Qaabata Boru left his home in Ethiopia on a nearly 1,500-kilometer journey to Kenya as a political refugee. Upon arriving at the Kakuma refugee camp, he learned of the worrying conditions faced by its more than 200,000 inhabitants.
The community, which includes refugees from more than 20 countries, often lacks access to services such as clean water and nutritious food. A common building material in the camp is wood-iron sheets, which are vulnerable to dust storms and hailstorms. The refugee community must also endure the latent threat posed by Kenya’s increasing heat, combined with unprecedented drought and a lack of trees.
“It is hot, like burning,” Boru said. “The heat from the Sun drives radiation into the iron sheet, and people find it very hard to stay inside, even compared to standing outside in the Sun.”
In a study published in the Proceedings of the National Academy of Sciences of the United States of America, scientists analyzed refugees’ exposure to extreme weather events in Kakuma and 19 other large refugee settlements. The results confirmed that refugee camps are exposed to harsher conditions than those found in the rest of the host country.
Worldwide, more than 6.6 million people live in refugee settlements (as of 2022). And although the Intergovernmental Panel on Climate Change has recognized that countries in East Africa and South Asia—areas that host some of the largest refugee settlements—are global hot spots of human vulnerability, little work has been done to measure the exposure of refugee settlements to extreme weather events.
Sonja Fransen and Alex Hunns, researchers at the Economic and Social Research Institute on Innovation and Technology at Maastricht University in the Netherlands, have visited refugee shelters for 14 and 6 years, respectively. Observing firsthand the vulnerability of the residents motivated them to map the weather conditions of the places they had seen.
Using climate and weather data combined with United Nations High Commissioner for Refugees (UNHCR) data on the locations of the world’s 20 largest refugee settlements, Fransen and Hunns and their colleagues analyzed refugees’ exposure to extreme weather conditions between the 1980s and 2020.
The researchers compared rainfall and temperature data from the most populated areas of the countries with the camps’ locations using statistics, trends, and an event’s signal-to-noise ratio—a physical method used to compare the strength of a weather event’s signal to its natural variability. The analysis integrated both slow-onset and rapid-onset events to analyze stress and extreme weather.
The results showed that the camps are in areas much more exposed to extreme weather than the surrounding areas.
Refugee settlements in Kenya and Ethiopia, for instance, are in locations with average temperatures 7.7°C and 8.8°C higher than population-weighted national averages. Conversely, in Balochistan Province, Pakistan, settlements had 4.12°C lower annual temperatures compared to the national average.
Settlements such as Jamjang in South Sudan, Cox’s Bazar in Bangladesh, and Kakuma—which Hunns described as a “red burning desert”—had the highest number of consecutive days per season with extremely high temperatures.
Multiple extreme events affect the camps, Fransen and Hunns pointed out; dangerous deluges can also be common.
Extreme rainfall was highest in Bangladesh, where the Cox’s Bazar settlement experienced an average of 0.88 millimeter more rain per day than the national average. The impact on the shelter is not new; in 2021, UNHCR reported that more than 21,000 refugees were affected by flash floods and landslides in a more than 300-millimeter deluge.

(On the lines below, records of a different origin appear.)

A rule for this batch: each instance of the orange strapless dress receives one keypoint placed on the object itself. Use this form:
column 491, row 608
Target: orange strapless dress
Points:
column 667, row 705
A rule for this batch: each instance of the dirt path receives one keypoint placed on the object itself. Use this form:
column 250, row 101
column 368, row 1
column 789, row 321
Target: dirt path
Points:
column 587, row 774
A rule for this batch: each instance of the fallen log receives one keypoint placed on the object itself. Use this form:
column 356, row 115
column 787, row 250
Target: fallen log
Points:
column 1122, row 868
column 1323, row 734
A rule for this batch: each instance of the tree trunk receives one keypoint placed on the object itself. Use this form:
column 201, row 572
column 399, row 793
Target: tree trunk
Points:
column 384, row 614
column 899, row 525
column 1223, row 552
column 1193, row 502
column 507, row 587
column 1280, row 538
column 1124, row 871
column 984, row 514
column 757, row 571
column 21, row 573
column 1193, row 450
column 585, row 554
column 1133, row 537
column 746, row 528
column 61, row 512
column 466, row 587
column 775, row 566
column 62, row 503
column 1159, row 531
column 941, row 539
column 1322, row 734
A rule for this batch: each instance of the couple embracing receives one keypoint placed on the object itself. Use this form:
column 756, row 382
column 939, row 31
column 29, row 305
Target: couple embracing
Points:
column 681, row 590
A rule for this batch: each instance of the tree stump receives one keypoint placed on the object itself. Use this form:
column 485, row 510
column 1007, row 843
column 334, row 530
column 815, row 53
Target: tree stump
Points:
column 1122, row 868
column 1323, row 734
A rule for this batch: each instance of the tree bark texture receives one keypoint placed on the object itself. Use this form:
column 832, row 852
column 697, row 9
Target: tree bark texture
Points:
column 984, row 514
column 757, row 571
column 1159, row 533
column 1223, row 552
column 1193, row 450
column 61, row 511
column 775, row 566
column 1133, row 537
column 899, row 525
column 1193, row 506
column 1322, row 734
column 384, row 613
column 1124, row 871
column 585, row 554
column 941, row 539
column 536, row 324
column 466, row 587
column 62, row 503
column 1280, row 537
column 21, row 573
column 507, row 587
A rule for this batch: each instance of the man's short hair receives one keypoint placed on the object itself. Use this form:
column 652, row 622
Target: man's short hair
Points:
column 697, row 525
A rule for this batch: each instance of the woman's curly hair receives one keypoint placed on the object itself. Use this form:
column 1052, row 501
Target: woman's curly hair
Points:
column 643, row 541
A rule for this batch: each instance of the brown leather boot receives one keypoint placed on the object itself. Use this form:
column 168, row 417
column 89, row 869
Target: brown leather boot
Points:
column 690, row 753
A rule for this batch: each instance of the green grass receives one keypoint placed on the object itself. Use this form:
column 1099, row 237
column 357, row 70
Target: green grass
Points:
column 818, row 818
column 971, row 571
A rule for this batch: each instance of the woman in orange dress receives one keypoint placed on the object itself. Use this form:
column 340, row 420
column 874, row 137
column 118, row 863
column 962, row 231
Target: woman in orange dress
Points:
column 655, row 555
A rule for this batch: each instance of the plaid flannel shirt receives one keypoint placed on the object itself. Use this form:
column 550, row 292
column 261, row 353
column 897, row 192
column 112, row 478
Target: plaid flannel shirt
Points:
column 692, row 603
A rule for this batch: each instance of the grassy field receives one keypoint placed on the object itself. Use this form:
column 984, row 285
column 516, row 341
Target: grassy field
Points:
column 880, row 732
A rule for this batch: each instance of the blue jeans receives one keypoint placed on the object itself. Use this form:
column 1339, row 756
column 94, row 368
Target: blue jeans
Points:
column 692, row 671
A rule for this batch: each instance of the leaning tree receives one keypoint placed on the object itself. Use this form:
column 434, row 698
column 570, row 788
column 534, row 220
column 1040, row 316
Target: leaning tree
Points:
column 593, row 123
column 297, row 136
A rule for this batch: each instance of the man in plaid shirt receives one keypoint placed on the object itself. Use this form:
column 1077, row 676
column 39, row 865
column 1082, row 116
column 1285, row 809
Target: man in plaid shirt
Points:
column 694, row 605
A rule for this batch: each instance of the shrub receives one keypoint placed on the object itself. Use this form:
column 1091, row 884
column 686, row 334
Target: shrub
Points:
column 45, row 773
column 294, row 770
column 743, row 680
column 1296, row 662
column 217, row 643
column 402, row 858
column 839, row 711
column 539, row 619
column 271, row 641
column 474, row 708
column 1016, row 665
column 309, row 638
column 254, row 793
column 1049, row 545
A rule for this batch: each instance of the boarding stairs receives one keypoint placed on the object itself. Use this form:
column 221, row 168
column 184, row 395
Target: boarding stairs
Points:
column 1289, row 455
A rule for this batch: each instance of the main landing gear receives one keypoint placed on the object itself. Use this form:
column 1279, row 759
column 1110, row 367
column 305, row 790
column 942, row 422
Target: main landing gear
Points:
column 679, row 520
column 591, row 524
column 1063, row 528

In that year, six refugees died, and the homes of thousands more were flooded or washed away.
The vulnerability of people living in refugee camps is exacerbated by increasingly frequent and intense weather events brought about by climate change. “Indicators are suggesting that this is happening now, and it will get worse,” Fransen said.
Although researchers call on international and national institutions to use research data to implement and fine-tune climate adaptation and sustainable development policies, they know that little or nothing will change until shelters are no longer considered temporary solutions to a permanent problem.
For Neil Adger, a human geographer at the University of Exeter in the United Kingdom, the new study is novel because climate researchers and decisionmakers have “overfocused” on the question of whether climate change is going to cause involuntary movement of people, not on those who have already been displaced by war or for religious or political reasons and who will now be affected again by climate change.
“The impacts of extreme weather events and potentially from climate change are going to amplify social inequality and amplify already existing vulnerabilities,” Adger said, and refugees “are clearly and unsurprisingly in the firing line.”
Refugees are part of a “doubly or exacerbated vulnerable group,” wrote Andrew Harper, special adviser to the High Commissioner for Refugees on climate action. “While they may have outrun the conflict, borders do not protect them from the ravages of an increasingly hostile climate.”